Today my personal portfolio, one that I have watched fly high and dip low, is riding the crest of success. It is outperforming both the Couch Potato portfolios. It is not surpassing them by much but it is still ahead by a nose. This may surprise you but the recent cut in the D.UN dividend translated in a boost in the share value of Dream Office REIT and that increase in value helped bump me ahead of the CP portfolios.
My worst performing experimental portfolio is one I concocted using the stock screener function. I went for high dividend yield, the highest Columbine Capital Quant Ranking, oodles of analyst interest and coverage, great EPS growth, revenue growth, EBITD margin and return on equity. This portfolio of eleven stocks has been a roller coaster straight from hell. I'm not totally surprised but the extremes reached have been greater than even I imagined.
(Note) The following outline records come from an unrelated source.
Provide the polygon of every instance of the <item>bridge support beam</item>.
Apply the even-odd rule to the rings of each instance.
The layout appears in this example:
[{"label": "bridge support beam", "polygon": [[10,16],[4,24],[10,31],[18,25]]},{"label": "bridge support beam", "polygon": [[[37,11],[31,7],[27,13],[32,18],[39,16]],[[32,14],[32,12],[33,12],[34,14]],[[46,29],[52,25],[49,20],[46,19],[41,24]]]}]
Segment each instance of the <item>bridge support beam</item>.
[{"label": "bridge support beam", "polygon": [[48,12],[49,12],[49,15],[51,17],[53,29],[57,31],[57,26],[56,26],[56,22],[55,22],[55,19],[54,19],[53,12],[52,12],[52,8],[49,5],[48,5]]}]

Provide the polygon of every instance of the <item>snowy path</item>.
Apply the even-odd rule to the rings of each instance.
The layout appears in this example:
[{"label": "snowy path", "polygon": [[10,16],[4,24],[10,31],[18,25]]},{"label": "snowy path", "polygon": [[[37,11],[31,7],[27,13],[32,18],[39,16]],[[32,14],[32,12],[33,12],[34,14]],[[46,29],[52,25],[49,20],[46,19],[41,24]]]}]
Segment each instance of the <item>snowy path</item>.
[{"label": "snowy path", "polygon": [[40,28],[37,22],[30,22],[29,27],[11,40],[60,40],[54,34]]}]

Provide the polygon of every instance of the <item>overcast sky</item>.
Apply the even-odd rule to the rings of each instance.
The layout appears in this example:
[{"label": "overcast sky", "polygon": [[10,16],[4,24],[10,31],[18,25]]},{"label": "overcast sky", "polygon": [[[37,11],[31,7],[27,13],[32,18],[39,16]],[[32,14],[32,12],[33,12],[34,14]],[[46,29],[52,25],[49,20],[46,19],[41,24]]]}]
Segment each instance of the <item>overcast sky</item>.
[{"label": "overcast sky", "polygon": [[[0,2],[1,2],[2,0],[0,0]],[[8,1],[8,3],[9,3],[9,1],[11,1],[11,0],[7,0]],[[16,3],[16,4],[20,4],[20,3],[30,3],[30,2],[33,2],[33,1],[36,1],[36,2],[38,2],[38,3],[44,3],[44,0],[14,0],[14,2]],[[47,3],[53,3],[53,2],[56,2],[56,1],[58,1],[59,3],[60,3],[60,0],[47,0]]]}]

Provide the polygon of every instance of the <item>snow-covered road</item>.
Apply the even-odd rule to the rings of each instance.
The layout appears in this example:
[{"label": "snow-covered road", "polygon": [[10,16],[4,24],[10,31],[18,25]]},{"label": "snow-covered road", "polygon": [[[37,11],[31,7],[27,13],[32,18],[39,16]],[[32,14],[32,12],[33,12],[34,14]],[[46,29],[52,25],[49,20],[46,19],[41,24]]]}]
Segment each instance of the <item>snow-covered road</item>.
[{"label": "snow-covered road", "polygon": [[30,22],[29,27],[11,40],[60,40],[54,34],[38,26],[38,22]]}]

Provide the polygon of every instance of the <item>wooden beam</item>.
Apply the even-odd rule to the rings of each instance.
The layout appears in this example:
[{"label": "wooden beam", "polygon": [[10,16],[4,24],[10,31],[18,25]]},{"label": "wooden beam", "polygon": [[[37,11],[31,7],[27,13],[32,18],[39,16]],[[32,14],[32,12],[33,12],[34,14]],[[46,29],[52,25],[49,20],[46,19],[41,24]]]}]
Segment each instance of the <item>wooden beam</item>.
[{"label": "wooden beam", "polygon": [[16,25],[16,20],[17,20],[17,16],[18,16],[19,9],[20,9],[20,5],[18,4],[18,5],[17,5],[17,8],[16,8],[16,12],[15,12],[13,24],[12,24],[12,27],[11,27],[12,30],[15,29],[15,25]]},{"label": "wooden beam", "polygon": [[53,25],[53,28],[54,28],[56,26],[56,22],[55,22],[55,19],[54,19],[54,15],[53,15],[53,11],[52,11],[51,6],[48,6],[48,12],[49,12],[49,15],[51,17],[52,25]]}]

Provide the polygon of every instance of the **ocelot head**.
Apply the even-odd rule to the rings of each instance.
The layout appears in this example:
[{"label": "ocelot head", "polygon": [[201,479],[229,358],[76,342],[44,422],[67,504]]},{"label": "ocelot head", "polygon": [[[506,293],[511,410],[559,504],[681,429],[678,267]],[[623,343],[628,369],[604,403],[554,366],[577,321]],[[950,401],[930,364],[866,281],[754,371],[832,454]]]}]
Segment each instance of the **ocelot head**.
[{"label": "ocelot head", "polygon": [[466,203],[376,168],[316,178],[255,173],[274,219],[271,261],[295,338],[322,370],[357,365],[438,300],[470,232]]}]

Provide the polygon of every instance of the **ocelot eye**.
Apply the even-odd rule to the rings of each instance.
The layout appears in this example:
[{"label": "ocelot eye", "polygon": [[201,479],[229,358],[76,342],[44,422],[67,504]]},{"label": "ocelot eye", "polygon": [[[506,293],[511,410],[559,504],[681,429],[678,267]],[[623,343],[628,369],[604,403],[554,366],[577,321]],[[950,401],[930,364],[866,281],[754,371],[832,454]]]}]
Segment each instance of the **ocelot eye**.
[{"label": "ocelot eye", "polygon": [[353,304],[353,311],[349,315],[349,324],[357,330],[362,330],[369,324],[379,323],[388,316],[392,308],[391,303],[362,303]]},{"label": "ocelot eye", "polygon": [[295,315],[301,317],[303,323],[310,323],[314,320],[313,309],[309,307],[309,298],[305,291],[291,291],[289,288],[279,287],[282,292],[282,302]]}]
I never thought I'd be saying this, but the bad stock picks I made in the past have wilted to the point that they have almost no affect on my portfolio. These mistakes posing as companies could go bankrupt and I'd hardly miss them. If they come back, even a little, it will be wonderful but I'm not holding my breath.
Which brings me to why I am checking out alternative investing styles like the Couch Potato: I am getting to the point where I can sell my holdings and not fret over the paper losses. I can then repurpose this money. But if I do this, I want the new portfolio to meet three criteria:
- continued good dividend yield -- more than four percent
- not overly volatile -- a high sleep-at-night factor
- simple to set up
- simple to manage
I am leaning towards ETFs for supplying the answers to my retirement demands.
I think at the six month mark, I'll drill deeper into my imaginary portfolios and how they are performing.